Her: I feel silly. $21 on lottery tickets; I’ve paid the stupid tax. Oh, make that $23 with the one I purchased at work. I should have donated that money to someone in need.
Him: But if we win that’s not much money spent. Oh, and I bought some tickets too.
Her: What? How much did you spend? Oh man, we wasted more than $23!
Him: I was going to surprise you.
Her: That’s funny that we were both going to do that, because I was going to surprise you too. “Surprise! I won the lottery and you don’t have to work anymore! I love you!” Wait, you haven’t answered. How much did you spend?
Him: I bought 25 tickets.
Her: FIFTY DOLLARS WORTH?
Him: 25 tickets.
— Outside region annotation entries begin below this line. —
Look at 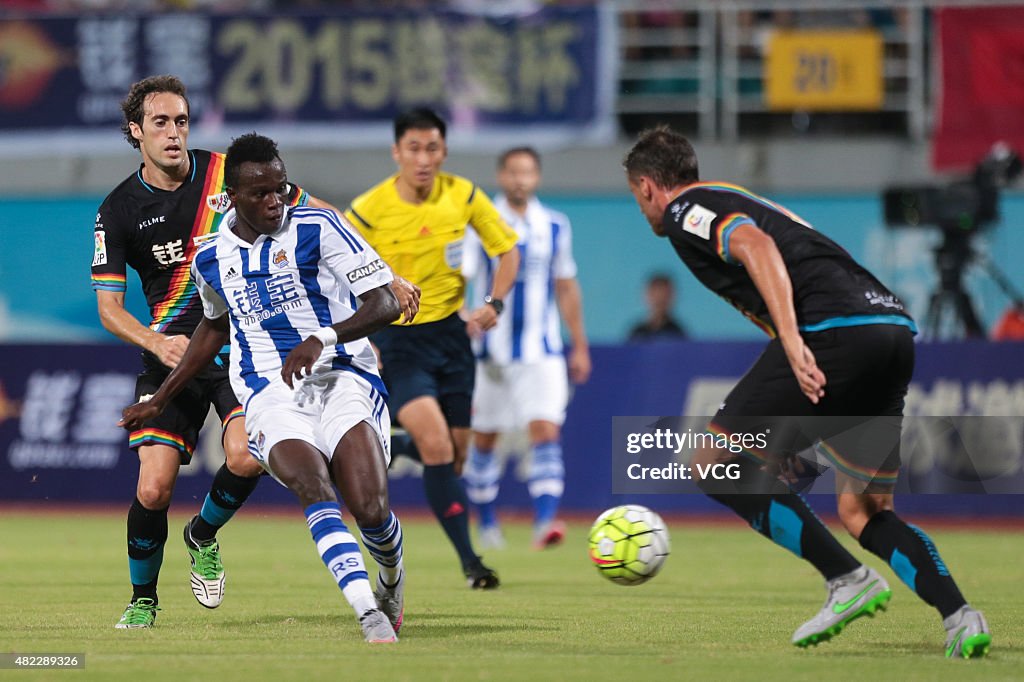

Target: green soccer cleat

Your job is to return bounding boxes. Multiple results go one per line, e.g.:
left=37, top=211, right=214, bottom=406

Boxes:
left=374, top=570, right=406, bottom=635
left=359, top=608, right=398, bottom=644
left=942, top=604, right=992, bottom=658
left=184, top=517, right=224, bottom=608
left=793, top=566, right=893, bottom=647
left=114, top=597, right=160, bottom=630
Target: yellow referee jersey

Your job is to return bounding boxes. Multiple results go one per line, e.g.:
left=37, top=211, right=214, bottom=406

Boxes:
left=345, top=173, right=516, bottom=325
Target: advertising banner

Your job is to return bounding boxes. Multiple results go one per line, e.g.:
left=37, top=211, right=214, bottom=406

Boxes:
left=764, top=30, right=885, bottom=112
left=932, top=6, right=1024, bottom=170
left=0, top=5, right=614, bottom=146
left=0, top=342, right=1024, bottom=515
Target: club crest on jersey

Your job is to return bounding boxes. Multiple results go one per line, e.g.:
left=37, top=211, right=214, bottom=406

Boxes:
left=345, top=258, right=387, bottom=284
left=193, top=232, right=220, bottom=249
left=206, top=191, right=231, bottom=213
left=683, top=204, right=718, bottom=240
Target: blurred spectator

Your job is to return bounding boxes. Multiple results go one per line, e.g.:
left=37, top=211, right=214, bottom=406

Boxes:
left=992, top=303, right=1024, bottom=341
left=629, top=272, right=686, bottom=343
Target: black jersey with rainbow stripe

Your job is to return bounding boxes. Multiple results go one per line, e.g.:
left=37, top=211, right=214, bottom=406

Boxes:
left=662, top=182, right=916, bottom=337
left=92, top=150, right=308, bottom=335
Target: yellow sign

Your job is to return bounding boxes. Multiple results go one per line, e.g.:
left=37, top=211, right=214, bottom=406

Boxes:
left=764, top=30, right=885, bottom=112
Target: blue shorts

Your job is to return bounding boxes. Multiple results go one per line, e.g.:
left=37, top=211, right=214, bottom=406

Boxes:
left=371, top=313, right=476, bottom=428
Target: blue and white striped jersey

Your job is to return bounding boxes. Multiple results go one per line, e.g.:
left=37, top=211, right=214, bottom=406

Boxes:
left=193, top=207, right=393, bottom=407
left=463, top=195, right=577, bottom=365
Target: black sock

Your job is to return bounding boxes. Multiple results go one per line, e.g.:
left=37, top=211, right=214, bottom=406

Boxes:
left=699, top=462, right=861, bottom=581
left=128, top=498, right=167, bottom=601
left=191, top=464, right=260, bottom=544
left=391, top=433, right=423, bottom=462
left=423, top=463, right=479, bottom=567
left=860, top=511, right=967, bottom=619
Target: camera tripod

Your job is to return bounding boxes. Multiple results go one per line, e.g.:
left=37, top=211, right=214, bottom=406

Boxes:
left=925, top=226, right=1024, bottom=340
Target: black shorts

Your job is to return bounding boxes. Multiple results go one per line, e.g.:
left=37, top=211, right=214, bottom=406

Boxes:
left=710, top=325, right=913, bottom=485
left=128, top=352, right=245, bottom=464
left=371, top=313, right=476, bottom=428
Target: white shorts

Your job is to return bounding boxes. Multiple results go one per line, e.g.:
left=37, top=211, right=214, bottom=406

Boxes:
left=472, top=355, right=569, bottom=433
left=246, top=370, right=391, bottom=481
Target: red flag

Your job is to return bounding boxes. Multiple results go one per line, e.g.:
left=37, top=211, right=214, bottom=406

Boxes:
left=932, top=7, right=1024, bottom=170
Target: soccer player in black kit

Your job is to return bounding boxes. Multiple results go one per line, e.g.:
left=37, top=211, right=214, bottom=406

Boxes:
left=92, top=76, right=356, bottom=629
left=624, top=127, right=991, bottom=657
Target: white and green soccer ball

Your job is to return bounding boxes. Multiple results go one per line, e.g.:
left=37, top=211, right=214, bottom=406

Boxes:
left=589, top=505, right=669, bottom=585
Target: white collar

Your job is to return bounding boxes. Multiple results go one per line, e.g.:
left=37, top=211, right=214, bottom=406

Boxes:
left=219, top=208, right=292, bottom=249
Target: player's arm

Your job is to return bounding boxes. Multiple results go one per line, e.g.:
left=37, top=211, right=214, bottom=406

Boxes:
left=306, top=195, right=421, bottom=323
left=118, top=313, right=229, bottom=431
left=728, top=224, right=825, bottom=404
left=281, top=285, right=401, bottom=388
left=555, top=278, right=591, bottom=384
left=96, top=291, right=188, bottom=369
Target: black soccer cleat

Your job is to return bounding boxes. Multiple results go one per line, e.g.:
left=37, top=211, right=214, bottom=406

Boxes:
left=463, top=558, right=501, bottom=590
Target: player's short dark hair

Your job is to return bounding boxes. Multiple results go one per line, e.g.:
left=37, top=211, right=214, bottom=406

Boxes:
left=623, top=126, right=699, bottom=189
left=224, top=132, right=281, bottom=188
left=498, top=145, right=541, bottom=170
left=394, top=106, right=447, bottom=142
left=121, top=75, right=191, bottom=150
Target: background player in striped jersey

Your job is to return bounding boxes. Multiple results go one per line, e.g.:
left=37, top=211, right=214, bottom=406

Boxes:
left=345, top=109, right=519, bottom=589
left=625, top=127, right=991, bottom=657
left=123, top=133, right=413, bottom=642
left=463, top=146, right=591, bottom=549
left=92, top=76, right=409, bottom=628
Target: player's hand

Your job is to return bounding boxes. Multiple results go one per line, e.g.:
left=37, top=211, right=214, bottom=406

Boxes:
left=391, top=274, right=421, bottom=323
left=782, top=336, right=825, bottom=404
left=569, top=346, right=591, bottom=384
left=151, top=334, right=188, bottom=370
left=281, top=336, right=324, bottom=388
left=466, top=303, right=498, bottom=334
left=367, top=339, right=384, bottom=372
left=118, top=400, right=164, bottom=431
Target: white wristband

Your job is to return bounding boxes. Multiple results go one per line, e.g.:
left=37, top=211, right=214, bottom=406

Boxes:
left=312, top=327, right=338, bottom=348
I was going to surprise you when we won.
Her: Okay, no matter how you slice it, Mister, that’s $50 down the drain. Wow. I thought we were wild for spending $23 on tickets, and now I find out we’ve thrown away $73! Oh man.
Him: Don’t worry; I’ll share my winnings with you.
Her: I just need time to process this.
Him: You’re just upset because these aren’t tangible purchases. But think about it, we spend money on dinners when we eat out, and there’s no tangible output there besides poop.
Her: (laughing) You stinker.
Him: Depends on the outcome of tonight’s meal, I suppose.